По данному знаку Симон и Тимофей взяли ее под руки и провели в альков, где ее ожидали с большим любопытством и в то же время сильно обеспокоенные ее пресловутой красотой апостольские сестры.

Глава четырнадцатая

Христианская община в Марсилии не принадлежала к числу очень многолюдных, но ввиду приморского положения города, который быстро рос и привлекал к себе пришельцев из разных стран, имела очень важное значение.

Основанная по инициативе Павла, эта община не встречала никаких препятствий, так как жена Корнелия, начальника римского гарнизона, благочестивая и влиятельная Клавдия, увлеченная обаянием нового учения, окружала ее своей заботой, и благодаря ее содействию было разрешено построить за городом нечто вроде монастыря, с кельями для старейшин и просторной палатой для общественных богослужений. Община эта, однако, доставляла больше всего хлопот ввиду разношерстности входивших в ее состав элементов. Сюда принадлежали туземцы – галлы, греки, евреи, рабы-славяне, кучка римских плебеев, германцы – и каждый из них вносил сюда свои суеверия, остатки прежних языческих верований, свое понимание новой веры.

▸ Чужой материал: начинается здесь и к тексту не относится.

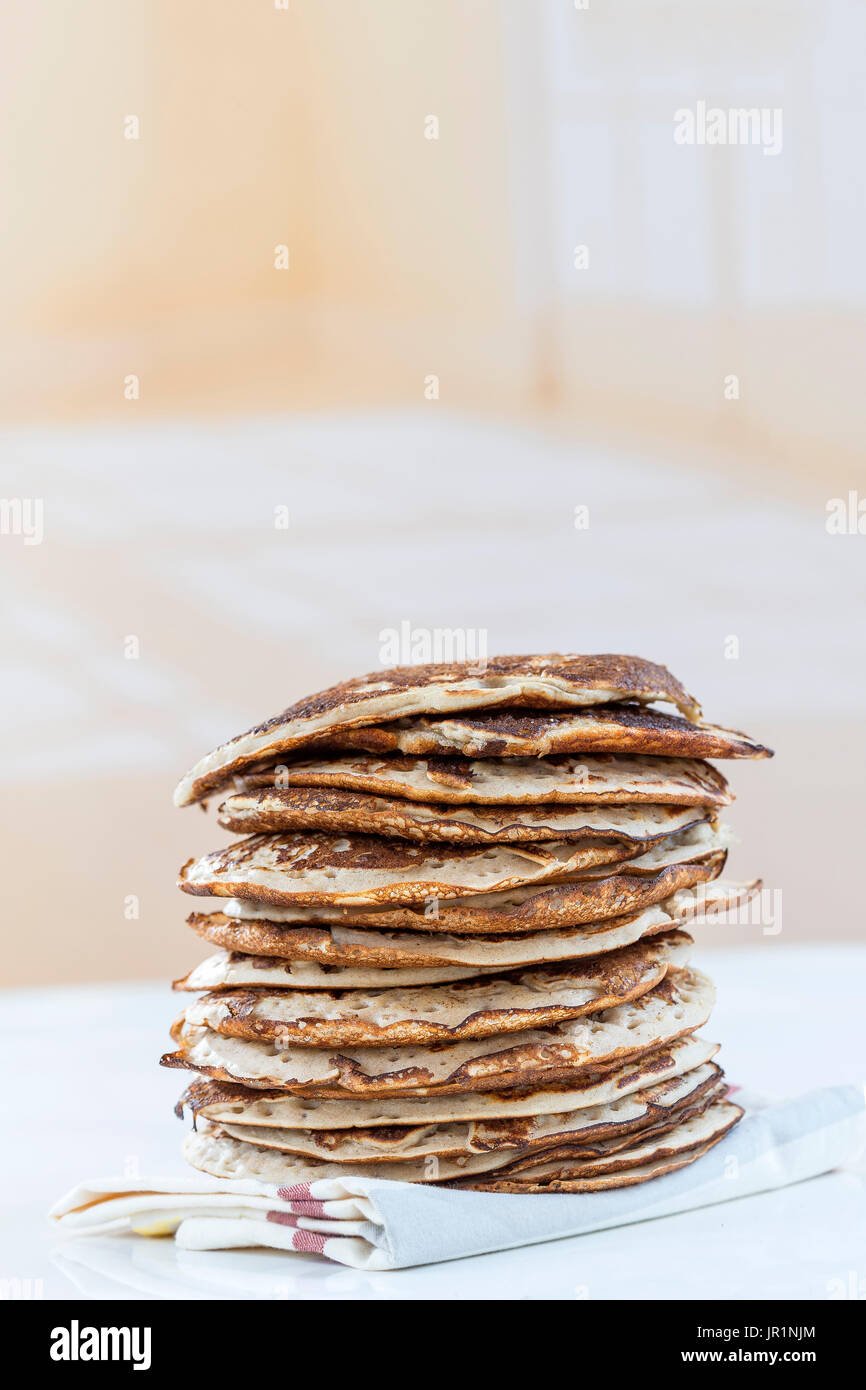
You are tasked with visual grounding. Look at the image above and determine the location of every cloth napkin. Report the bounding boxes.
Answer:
[50,1086,866,1270]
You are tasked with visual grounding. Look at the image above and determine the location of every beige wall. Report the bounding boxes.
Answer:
[0,0,866,983]
[0,0,866,489]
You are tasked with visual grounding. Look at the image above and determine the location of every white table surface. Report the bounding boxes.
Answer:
[0,938,866,1300]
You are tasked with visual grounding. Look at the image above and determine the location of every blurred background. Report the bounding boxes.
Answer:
[0,0,866,984]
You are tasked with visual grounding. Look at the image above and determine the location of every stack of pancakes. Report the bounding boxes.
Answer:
[163,656,769,1193]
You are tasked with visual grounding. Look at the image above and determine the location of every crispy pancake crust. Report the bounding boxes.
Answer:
[175,653,701,806]
[184,880,760,967]
[176,931,694,1048]
[161,970,714,1099]
[217,787,730,847]
[208,1062,724,1163]
[321,705,773,758]
[175,1034,719,1131]
[226,753,733,815]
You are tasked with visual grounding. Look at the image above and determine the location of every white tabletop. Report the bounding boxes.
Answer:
[0,937,866,1300]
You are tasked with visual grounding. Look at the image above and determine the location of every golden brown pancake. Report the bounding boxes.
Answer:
[186,878,760,967]
[175,1034,719,1130]
[175,653,701,806]
[218,787,730,845]
[174,931,694,1048]
[204,1062,724,1163]
[322,705,773,758]
[161,969,714,1099]
[230,753,733,811]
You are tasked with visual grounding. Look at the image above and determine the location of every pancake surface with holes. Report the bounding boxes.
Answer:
[218,787,709,852]
[175,653,701,806]
[183,1099,742,1187]
[184,878,760,973]
[208,1062,723,1163]
[226,753,733,811]
[188,826,727,935]
[178,808,714,916]
[176,931,694,1047]
[318,705,773,758]
[163,969,714,1099]
[177,1034,719,1130]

К тому же старавшийся ввести хоть какой-нибудь порядок настоятель Максимин, человек, склонный к мудрствованию, прибег к наименее подходящему приему – он пытался установить единство веры при помощи логических доводов, и эта система разрушала простой непосредственный энтузиазм, создавая благоприятную почву для всевозможных ересей. Слушатели, продолжая про себя сучить нить брошенных мыслей, доходили до крайних, нередко греховных, заключений.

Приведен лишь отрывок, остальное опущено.